Gemini 2.0 flash multimodal rate limits

Hello Gemini team,

I want to use it in production and launch my SaaS but came across these 2 limitations:

  1. Rate limits
    The following rate limits apply:
    3 concurrent sessions per API key

and

  1. Maximum session duration
    Session duration is limited to up to 15 minutes for audio. When the session duration exceeds the limit, the connection is terminated.

Source: Multimodal Live API  |  Gemini API  |  Google AI for Developers

These are very restrictive for production launch, especially the concurrent conversations limit of 3. Do you have a higher plan I can upgrade to or solution planned for this?

Thanks!

1 Like

Welcome to the forum. The full name of the model is Gemini 2.0 Flash experimental. That last word means it is not intended for production and in using it, you have agreed to not use it in production when you clicked that “I agree” button.

It will eventually get promoted to non-experimental status. Then you can go ahead and use it.

Hope that helps.

3 Likes

If you’re working with node.js, I made a little “Key Mixer” library specifically for extending Gemini rate limits… It works as a substitute for normal .env environment variables, and rotates multiple keys on a round robin basis.

Essentially, what you do is:

  • obtain several API keys, one for each of your Google accounts
  • add them to a keystore.json file (see the example in the npm docs)
  • npm install key-mixer and then use the package as per docs… each time you get the key for a particular service (such as Gemini), it will give you a different key from your keystone…

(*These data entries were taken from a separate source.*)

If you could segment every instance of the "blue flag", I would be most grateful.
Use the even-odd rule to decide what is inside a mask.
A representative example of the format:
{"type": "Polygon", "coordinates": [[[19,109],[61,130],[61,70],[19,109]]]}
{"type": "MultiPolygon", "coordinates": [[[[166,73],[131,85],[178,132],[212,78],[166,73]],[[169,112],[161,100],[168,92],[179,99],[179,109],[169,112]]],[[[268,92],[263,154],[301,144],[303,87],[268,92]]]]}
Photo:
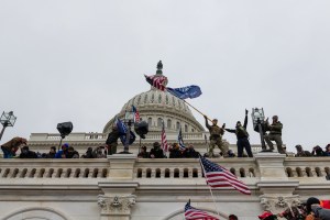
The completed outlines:
{"type": "MultiPolygon", "coordinates": [[[[119,135],[120,135],[120,141],[121,141],[121,143],[123,145],[125,145],[125,143],[127,143],[128,128],[127,128],[127,125],[120,119],[117,119],[116,124],[117,124],[118,132],[119,132],[119,135]]],[[[136,136],[135,136],[134,132],[130,131],[130,141],[129,141],[129,144],[134,143],[135,138],[136,136]]]]}
{"type": "Polygon", "coordinates": [[[186,86],[186,87],[182,87],[182,88],[169,88],[167,87],[167,90],[176,96],[179,99],[194,99],[196,97],[199,97],[201,95],[201,90],[199,88],[199,86],[186,86]]]}

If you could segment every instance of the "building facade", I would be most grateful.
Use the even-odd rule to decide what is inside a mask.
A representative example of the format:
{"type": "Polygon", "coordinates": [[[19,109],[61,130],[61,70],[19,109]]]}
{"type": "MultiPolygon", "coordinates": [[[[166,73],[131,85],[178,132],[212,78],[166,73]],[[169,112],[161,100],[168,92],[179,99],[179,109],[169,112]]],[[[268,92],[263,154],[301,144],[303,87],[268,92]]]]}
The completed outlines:
{"type": "MultiPolygon", "coordinates": [[[[155,76],[162,74],[158,68],[155,76]]],[[[234,213],[242,220],[255,220],[265,209],[278,213],[310,196],[329,199],[328,157],[286,157],[258,153],[261,147],[253,146],[253,158],[212,160],[245,183],[251,196],[230,187],[213,189],[211,196],[197,158],[138,158],[141,144],[150,150],[161,141],[163,121],[169,143],[176,142],[182,128],[186,143],[194,144],[201,154],[208,147],[209,133],[188,106],[154,88],[129,100],[101,133],[72,133],[64,142],[80,154],[89,146],[105,144],[114,119],[123,119],[132,105],[150,125],[146,139],[141,143],[138,139],[130,146],[132,154],[95,160],[0,158],[0,219],[179,220],[190,199],[191,206],[219,213],[220,219],[234,213]]],[[[29,145],[45,153],[59,140],[59,134],[33,133],[29,145]]],[[[234,144],[229,146],[235,148],[234,144]]]]}

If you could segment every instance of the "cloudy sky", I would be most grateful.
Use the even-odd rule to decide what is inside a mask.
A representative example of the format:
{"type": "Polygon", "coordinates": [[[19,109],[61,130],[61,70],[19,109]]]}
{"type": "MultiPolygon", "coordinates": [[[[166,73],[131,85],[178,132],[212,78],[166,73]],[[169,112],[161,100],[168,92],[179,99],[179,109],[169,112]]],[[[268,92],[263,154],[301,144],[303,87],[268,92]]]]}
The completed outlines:
{"type": "Polygon", "coordinates": [[[74,132],[101,132],[148,90],[143,75],[162,59],[168,86],[200,86],[204,94],[188,102],[228,128],[245,108],[263,107],[278,114],[290,150],[323,147],[329,9],[328,0],[0,0],[0,111],[18,117],[1,143],[57,133],[63,121],[74,132]]]}

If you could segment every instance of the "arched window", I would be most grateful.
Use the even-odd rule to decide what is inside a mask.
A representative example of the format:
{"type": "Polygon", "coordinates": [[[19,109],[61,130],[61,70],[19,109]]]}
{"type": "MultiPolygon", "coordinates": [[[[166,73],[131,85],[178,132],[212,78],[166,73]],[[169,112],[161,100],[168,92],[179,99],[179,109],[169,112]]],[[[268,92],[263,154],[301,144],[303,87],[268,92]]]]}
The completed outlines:
{"type": "Polygon", "coordinates": [[[167,119],[167,129],[170,129],[172,128],[172,121],[170,119],[167,119]]]}
{"type": "Polygon", "coordinates": [[[158,128],[162,128],[162,127],[163,127],[163,119],[162,119],[162,118],[158,118],[158,119],[157,119],[157,127],[158,127],[158,128]]]}
{"type": "Polygon", "coordinates": [[[178,131],[180,129],[180,122],[176,122],[176,130],[178,131]]]}

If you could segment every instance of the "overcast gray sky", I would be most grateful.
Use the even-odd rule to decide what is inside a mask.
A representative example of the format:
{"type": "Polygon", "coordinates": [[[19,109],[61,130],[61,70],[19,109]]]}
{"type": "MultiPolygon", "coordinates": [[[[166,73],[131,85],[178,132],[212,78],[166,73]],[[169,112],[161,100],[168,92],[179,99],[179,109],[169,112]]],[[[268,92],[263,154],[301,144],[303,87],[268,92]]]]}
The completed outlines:
{"type": "MultiPolygon", "coordinates": [[[[101,132],[160,59],[169,87],[233,128],[244,109],[278,114],[290,150],[330,143],[330,1],[0,0],[0,111],[12,136],[101,132]]],[[[191,110],[204,124],[204,118],[191,110]]],[[[258,143],[252,131],[251,142],[258,143]]],[[[235,142],[233,134],[224,138],[235,142]]]]}

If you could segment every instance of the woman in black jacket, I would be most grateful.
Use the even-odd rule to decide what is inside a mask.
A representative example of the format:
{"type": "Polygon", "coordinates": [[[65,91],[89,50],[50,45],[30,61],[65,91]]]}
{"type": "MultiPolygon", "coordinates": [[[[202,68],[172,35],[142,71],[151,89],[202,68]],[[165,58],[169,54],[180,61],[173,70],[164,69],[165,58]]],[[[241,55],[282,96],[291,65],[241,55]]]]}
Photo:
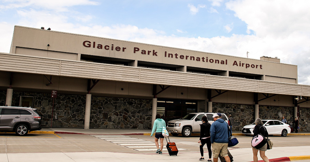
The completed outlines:
{"type": "Polygon", "coordinates": [[[207,161],[212,161],[211,156],[212,152],[211,151],[211,141],[210,139],[210,127],[211,125],[208,122],[208,118],[206,116],[204,116],[202,119],[202,124],[200,125],[200,138],[199,139],[198,143],[200,143],[200,154],[201,158],[199,159],[200,160],[204,160],[203,157],[203,146],[207,144],[208,151],[209,153],[209,159],[207,161]]]}
{"type": "MultiPolygon", "coordinates": [[[[255,120],[254,123],[256,125],[254,128],[254,130],[253,131],[253,137],[258,135],[260,133],[261,134],[265,137],[268,137],[268,132],[267,131],[267,129],[264,126],[263,126],[264,123],[263,123],[262,120],[259,118],[258,118],[255,120]]],[[[265,152],[267,150],[267,143],[266,143],[263,147],[260,148],[259,150],[252,147],[252,150],[253,151],[253,161],[254,162],[257,162],[258,159],[257,158],[257,153],[258,151],[259,150],[259,155],[260,157],[264,160],[265,162],[269,162],[269,160],[268,158],[265,155],[265,152]]]]}

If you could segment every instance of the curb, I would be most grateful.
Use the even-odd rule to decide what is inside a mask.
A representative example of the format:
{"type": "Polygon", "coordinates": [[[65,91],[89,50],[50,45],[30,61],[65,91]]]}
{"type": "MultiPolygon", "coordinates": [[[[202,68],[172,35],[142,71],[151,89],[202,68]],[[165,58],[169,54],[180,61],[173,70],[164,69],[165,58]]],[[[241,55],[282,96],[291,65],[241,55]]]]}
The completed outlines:
{"type": "MultiPolygon", "coordinates": [[[[282,157],[279,158],[269,159],[269,162],[285,162],[286,161],[293,161],[308,160],[310,160],[310,155],[282,157]]],[[[252,161],[250,162],[253,162],[252,161]]],[[[264,162],[264,160],[259,160],[258,162],[264,162]]]]}

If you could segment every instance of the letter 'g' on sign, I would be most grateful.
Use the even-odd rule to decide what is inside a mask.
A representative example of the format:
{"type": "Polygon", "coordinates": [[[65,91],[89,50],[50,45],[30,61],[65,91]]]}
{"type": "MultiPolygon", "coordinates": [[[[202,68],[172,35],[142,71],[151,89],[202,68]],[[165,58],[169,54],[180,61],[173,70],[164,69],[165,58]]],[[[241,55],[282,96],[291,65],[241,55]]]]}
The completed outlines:
{"type": "Polygon", "coordinates": [[[57,90],[52,90],[52,95],[51,96],[52,98],[57,98],[57,90]]]}

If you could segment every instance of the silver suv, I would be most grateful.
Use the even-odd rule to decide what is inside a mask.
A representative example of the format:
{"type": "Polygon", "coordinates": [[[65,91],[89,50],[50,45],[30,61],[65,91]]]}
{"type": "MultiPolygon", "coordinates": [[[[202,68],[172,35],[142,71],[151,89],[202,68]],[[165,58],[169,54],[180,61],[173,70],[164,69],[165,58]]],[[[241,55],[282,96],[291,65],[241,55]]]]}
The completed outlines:
{"type": "Polygon", "coordinates": [[[30,131],[41,129],[41,116],[37,109],[0,106],[0,131],[15,132],[25,136],[30,131]]]}
{"type": "MultiPolygon", "coordinates": [[[[177,136],[181,133],[183,137],[188,137],[192,134],[200,133],[200,125],[202,116],[206,116],[208,121],[212,124],[213,121],[212,119],[213,115],[217,113],[210,112],[195,112],[186,115],[183,118],[168,122],[167,130],[173,136],[177,136]]],[[[228,119],[225,114],[221,113],[222,118],[228,123],[228,119]]]]}

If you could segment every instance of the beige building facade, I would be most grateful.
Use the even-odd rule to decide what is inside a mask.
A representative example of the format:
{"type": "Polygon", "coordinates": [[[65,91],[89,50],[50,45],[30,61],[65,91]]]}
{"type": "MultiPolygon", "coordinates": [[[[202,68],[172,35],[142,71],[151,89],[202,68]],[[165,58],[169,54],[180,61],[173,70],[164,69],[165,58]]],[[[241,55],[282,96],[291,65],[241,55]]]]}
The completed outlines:
{"type": "Polygon", "coordinates": [[[37,108],[48,126],[150,129],[157,113],[168,120],[208,112],[231,114],[240,130],[256,118],[292,121],[310,107],[297,66],[277,58],[16,26],[0,61],[0,104],[37,108]]]}

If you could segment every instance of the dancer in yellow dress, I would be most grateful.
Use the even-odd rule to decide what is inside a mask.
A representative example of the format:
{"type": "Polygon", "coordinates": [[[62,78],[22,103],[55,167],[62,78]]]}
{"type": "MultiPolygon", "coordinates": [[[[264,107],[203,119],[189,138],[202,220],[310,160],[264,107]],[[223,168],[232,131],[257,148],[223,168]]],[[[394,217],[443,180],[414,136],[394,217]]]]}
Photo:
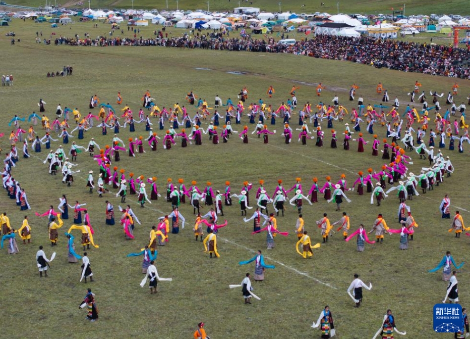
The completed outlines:
{"type": "Polygon", "coordinates": [[[311,258],[312,256],[313,256],[313,251],[312,251],[312,249],[318,249],[319,247],[319,243],[316,244],[314,246],[312,246],[312,243],[310,242],[310,237],[307,235],[307,231],[304,231],[304,235],[299,241],[297,241],[297,244],[296,244],[296,250],[297,251],[298,253],[304,257],[304,259],[306,259],[307,256],[309,256],[309,258],[311,258]],[[300,251],[299,250],[299,245],[301,244],[302,244],[303,251],[302,253],[301,253],[300,251]]]}

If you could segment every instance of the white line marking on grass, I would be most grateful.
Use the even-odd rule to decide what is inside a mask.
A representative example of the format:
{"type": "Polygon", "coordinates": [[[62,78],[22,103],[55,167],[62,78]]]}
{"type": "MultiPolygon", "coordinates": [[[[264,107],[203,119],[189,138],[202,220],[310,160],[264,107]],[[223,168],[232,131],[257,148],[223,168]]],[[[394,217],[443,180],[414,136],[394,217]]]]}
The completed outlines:
{"type": "MultiPolygon", "coordinates": [[[[232,244],[232,245],[234,245],[234,246],[237,246],[237,247],[238,247],[241,248],[242,248],[242,249],[245,249],[245,250],[246,250],[247,251],[250,251],[250,252],[252,252],[252,253],[256,253],[257,252],[257,251],[255,251],[254,250],[252,250],[252,249],[250,249],[250,248],[248,248],[248,247],[247,247],[246,246],[244,246],[243,245],[241,245],[240,244],[237,244],[237,243],[235,243],[234,241],[231,241],[231,240],[228,240],[228,239],[227,239],[226,238],[223,238],[223,237],[222,237],[221,236],[219,236],[218,237],[219,237],[219,238],[221,240],[223,240],[226,241],[227,243],[228,243],[229,244],[232,244]]],[[[336,287],[334,287],[334,286],[332,286],[332,285],[330,285],[330,284],[327,283],[326,283],[326,282],[323,282],[323,281],[318,280],[318,279],[317,279],[316,278],[315,278],[315,277],[312,276],[311,275],[310,275],[308,273],[305,273],[305,272],[301,272],[301,271],[299,271],[299,270],[298,270],[298,269],[296,269],[296,268],[294,268],[293,267],[291,267],[291,266],[288,266],[288,265],[286,265],[285,264],[284,264],[283,263],[281,263],[280,261],[278,261],[277,260],[275,260],[272,259],[272,258],[270,258],[269,257],[268,257],[267,256],[265,255],[264,257],[265,257],[265,258],[266,258],[266,259],[269,259],[269,260],[271,260],[271,261],[273,261],[274,262],[276,263],[276,264],[279,264],[281,266],[283,266],[283,267],[285,267],[285,268],[287,268],[287,269],[290,270],[291,270],[291,271],[294,272],[295,273],[297,273],[298,274],[300,274],[300,275],[303,275],[303,276],[305,276],[305,277],[307,277],[307,278],[309,278],[309,279],[311,279],[312,280],[316,281],[316,282],[318,282],[318,283],[322,284],[322,285],[325,285],[325,286],[327,286],[328,287],[330,287],[330,288],[333,288],[333,289],[337,289],[337,288],[336,287]]]]}

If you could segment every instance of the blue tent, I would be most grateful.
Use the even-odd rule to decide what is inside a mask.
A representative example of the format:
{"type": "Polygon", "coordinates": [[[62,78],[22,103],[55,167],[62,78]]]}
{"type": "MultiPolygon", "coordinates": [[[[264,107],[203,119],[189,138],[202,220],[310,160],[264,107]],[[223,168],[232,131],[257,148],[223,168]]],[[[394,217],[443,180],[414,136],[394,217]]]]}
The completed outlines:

The result? In this case, let’s say you have 5 Gmail accounts, and get a free API key for each in AI studio… by using the key mixer your multimodal live rate limits are therefore increased 5x - so instead of 3 concurrent conversations, you can now have 15

  • Note: I have only tested with small numbers of keys, 5 or less… if you require, say, 150 concurrent connections, DO NOT simply rotate 50 Gemini keys and expect it to work for more than a short time unless you also create your own infrastructure to ensure that these connections are spread out among different servers with different IP addresses, so that it does not trip any automated security mechanisms (of course, you could also originate the connections from the user’s browser, client side, which would avoid this issue altogether, if it’s suitable for your use case - just be prepared to frequently invalidate keys because they won’t be secure and others will start using them)
1 Like

Thank you for sharing this brilliant solution and your Key Mixer library! It’s a smart and practical approach to extend API rate limits. I really appreciate you taking the time to share it with the community.